Millionen Deutsche leiden unter Prüfungsangst – ob bei der Klausur an der Uni oder der Präsentation beim Chef. Aber was lässt sich gegen Herzrasen, feuchte Hände und Übelkeit tun? Systemische Managementberater Rüdiger Klepsch gibt die wichtigsten Tipps.
Es ist eine erschreckende Zahl: Rund 40 Prozent der Studierenden leiden unter starker Prüfungsangst. Und die Zeit der Prüfungsängste ist für viele Menschen auch noch nicht vorbei, wenn sie im Berufsleben angekommen sind. Sie kämpfen bei Auswahlprozessen, Bewerbungsgesprächen und Präsentationen weiter mit Herzrasen, feuchten Händen, Übelkeit, Schweiß und stockendem Atem. Im schlimmsten Fall haben sie sogar einen Blackout.
Prüfungsangst ist eine Form der sozialen Bewertungsangst: Angst vor dem Gesichtsverlust. Häme, Spott und Statusverfall prägen innere Bilder über eine katastrophale Entwicklung. Diese Bilder lösen dann die Ängste aus.
Gefährdet sind
- Perfektionisten,
- Menschen, die sich ständig kontrollieren,
- Menschen, die Misserfolgserlebnisse hatten und anschließend diese oder ähnlich Situationen gemieden haben.
Prüfungsangst ist kein Schicksal, sondern meist unbewusst erlernt worden. Oft geht sie auf negative Kindheitserfahrungen zurück oder auf einzelne Situationen starker Überforderung. Aber: Was erlernt worden ist, kann man auch wieder verlernen.
Was ist also zu tun?
Zahlreiche Psychologen und Lernforscher haben sich bereits mit dem Problem beschäftigt. Einhellig raten sie zu folgenden Gegenmaßnahmen:
Fangen wir mit den Basics an:
- Informieren Sie sich über Aufbau und Ablauf der Prüfung.
- Beginnen Sie rechtzeitig mit dem Lernen und planen Sie genug Pausen ein. Der Spaß sollte ebenfalls nicht zu kurz kommen. So bleibt die Motivation.
- Vergewissern Sie sich zwischendurch über Lernerfolge. Das gibt Selbstvertrauen.

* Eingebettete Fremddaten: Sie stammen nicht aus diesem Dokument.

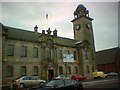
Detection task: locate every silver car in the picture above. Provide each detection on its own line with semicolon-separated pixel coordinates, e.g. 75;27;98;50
12;76;45;88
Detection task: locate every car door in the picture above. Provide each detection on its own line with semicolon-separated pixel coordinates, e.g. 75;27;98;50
65;79;78;90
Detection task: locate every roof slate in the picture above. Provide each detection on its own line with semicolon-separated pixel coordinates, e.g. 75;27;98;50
96;47;118;64
5;26;76;47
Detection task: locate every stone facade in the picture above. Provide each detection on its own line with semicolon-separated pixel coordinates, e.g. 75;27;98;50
2;4;96;84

- Ganz wichtig: Negative Gedanken sollten aktiv durch positive ersetzt werden. Immer dann, wenn die Panikbilder hochkommen, stellen Sie sich lieber vor, wie Sie nach bestandener Prüfung mit Ihren Freunden feiern.
- Am Abend vor der Prüfung nichts mehr büffeln! Das übernimmt schon Ihr Hirn im Schlaf. Abschalten und Entspannen sind jetzt viel wichtiger für die Psyche.

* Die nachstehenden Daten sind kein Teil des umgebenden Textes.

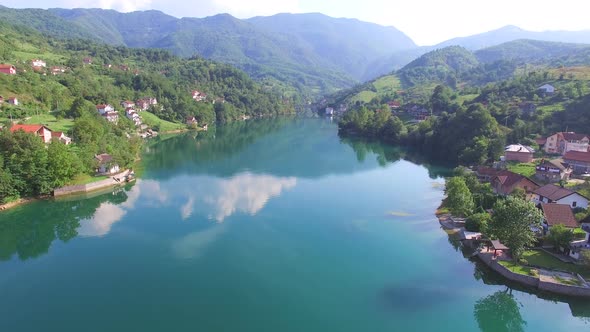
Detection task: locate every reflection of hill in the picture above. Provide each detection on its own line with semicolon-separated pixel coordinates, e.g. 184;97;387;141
0;184;134;260
143;118;448;178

Kommen wir nun zu den Maßnahmen, die wirken müssen, weil der Körper gar nicht anders kann. Sobald Sie erkennen, wie der Stresspegel steigt, nehmen Sie sich eine kurze Auszeit. Setzen oder stellen Sie sich einfach aufrecht hin, die Schultern gerade, legen Sie Ihre Hand auf den Bauch und versuchen Sie nur durch die Nase dorthin zu atmen – möglichst, ohne dass sich der Brustkorb hebt.
Atmen Sie nach der 4-6-8-Methode: Langsam und tief einatmen, bis vier zählen, die Luft anhalten, bis sechs zählen, langsam durch den Mund ausatmen und bis acht zählen. Das Ganze wiederholen Sie mindestens fünf Mal. Mit der Zeit werden Sie die Hand nicht mehr brauchen.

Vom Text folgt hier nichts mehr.